FIX-HF-5: Novel device helps heart to pump more forcefully improving exercise capability and quality of life
An investigational device that delivers electrical impulses
to the heart, thereby strengthening the force of each contraction, is showing
promise in patients with heart failure, helping them to exercise more vigorously
and promoting a greater sense of well-being, according to research presented today
at the American College of Cardiology's 58th annual scientific session.
The FIX-HF-5 study found that cardiac contractility modulation
(CCM) significantly improved peak ventilatory oxygen uptake (pVO2) and quality
of life in patients with moderate-to-severe heart failure, when compared to the
best available medical care. In patients with only moderate heart failure, CCM
also improved anaerobic threshold, a new marker being tested as a gauge of treatment
effectiveness.
"Cardiac contractility modulation shows great promise
for the treatment of heart failure," said William T. Abraham, M.D., a professor
of medicine, physiology, and cell biology and director of cardiovascular medicine
at The Ohio State University in Columbus. "It has the potential to be a real breakthrough."
The CCM device - known as the Optimizer (Impulse Dynamics,
Orangeburg, NY) -looks much like a pacemaker and, like that device, is implanted
under the skin in the chest with wires threaded into the right side of the heart.
Unlike a pacemaker, which controls the heart rate and rhythm, CCM delivers its
electrical impulses precisely when the heart is recharging between beats and will
not respond by contracting. Instead, the heart converts the electrical energy
into a more forceful contraction the next time it beats.
For the study, researchers recruited 428 patients with
NYHA class III or IV heart failure, an ejection fraction of ≤
35 percent, and
narrow QRS tracings on the electrocardiogram (which would rule out cardiac resynchronization).
Patients were randomly assigned to optimal medical therapy
alone (213 patients) or CCM plus optimal medical therapy (215 patients). At baseline
and six months after device implantation, researchers tested the effectiveness
of CCM by having all patients exercise on a treadmill while wearing a mask that
measures the air that is breathed in and out. The investigators evaluated both
peak VO2, an indicator of maximum exercise capacity, and a new indicator, anaerobic
threshold, which shows how vigorously a patient can exercise before running out
of ready energy reserves and switching to a less efficient form of metabolism.
Researchers also measured quality of life using the Minnesota Living with Heart
Failure Questionnaire. With this questionnaire, a lower score indicates a better
quality of life.
At six months, safety was equally good in both groups,
while Peak VO2 and quality of life were significantly better among patients treated
with CCM, as compared to optimal medical therapy alone.
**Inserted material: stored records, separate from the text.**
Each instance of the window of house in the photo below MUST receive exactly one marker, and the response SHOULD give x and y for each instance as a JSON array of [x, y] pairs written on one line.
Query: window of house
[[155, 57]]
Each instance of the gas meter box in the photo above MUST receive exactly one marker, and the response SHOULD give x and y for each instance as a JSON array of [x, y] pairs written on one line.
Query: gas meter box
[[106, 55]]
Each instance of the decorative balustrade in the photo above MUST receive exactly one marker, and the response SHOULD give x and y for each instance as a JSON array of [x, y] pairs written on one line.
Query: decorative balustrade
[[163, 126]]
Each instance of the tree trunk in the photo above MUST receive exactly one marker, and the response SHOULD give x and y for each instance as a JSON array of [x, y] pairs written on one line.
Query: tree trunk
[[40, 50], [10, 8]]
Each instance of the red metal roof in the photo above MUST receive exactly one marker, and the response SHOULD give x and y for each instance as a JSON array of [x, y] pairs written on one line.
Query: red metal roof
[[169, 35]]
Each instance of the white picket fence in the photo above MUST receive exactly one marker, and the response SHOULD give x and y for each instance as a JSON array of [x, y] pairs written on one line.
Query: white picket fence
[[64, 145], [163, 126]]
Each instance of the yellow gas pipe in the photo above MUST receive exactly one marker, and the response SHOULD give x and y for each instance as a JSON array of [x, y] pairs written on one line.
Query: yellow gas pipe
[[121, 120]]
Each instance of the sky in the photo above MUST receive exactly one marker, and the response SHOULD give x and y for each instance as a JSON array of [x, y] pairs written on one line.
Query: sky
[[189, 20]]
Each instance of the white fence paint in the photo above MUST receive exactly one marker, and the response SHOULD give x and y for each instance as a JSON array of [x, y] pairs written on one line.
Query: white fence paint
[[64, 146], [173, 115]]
Peak VO2 was better by
0.65 mL/kg/min, p = 0.024; and the quality of life score was 9.7 points lower,
p<0.0001. There was no significant difference in anaerobic threshold.
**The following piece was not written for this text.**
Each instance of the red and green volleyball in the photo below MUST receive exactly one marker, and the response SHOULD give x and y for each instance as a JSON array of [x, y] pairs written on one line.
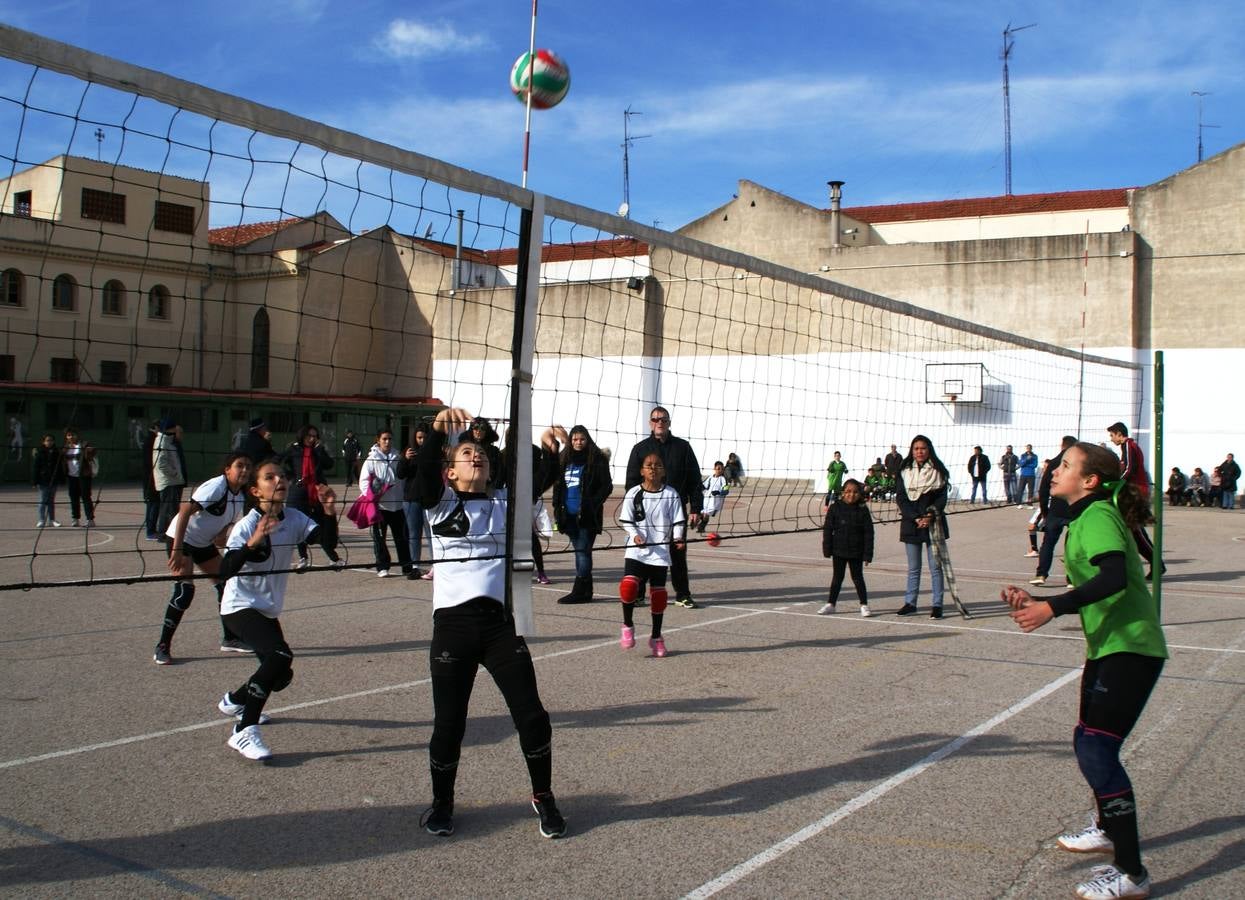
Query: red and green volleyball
[[549, 76]]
However, when researchers analyzed data only for the
185 patients with moderate heart failure (NYHA class III) and an ejection fraction
≥ 25 percent, all three indicators improved significantly more in the CCM group
(anaerobic threshold was better by 0.64 mL/kg/min, p = 0.03; pVO2 was better by
1.31 mL/kg/min, p = 0.001; and the quality of life score was lower by 10.8 points,
p = 0.003).
"It may be that some people are too sick, or their heart
is too damaged, to respond to CCM," Abraham said. "This study has provided us
with important insight into the 'sweet spot,' where this therapy is most effective."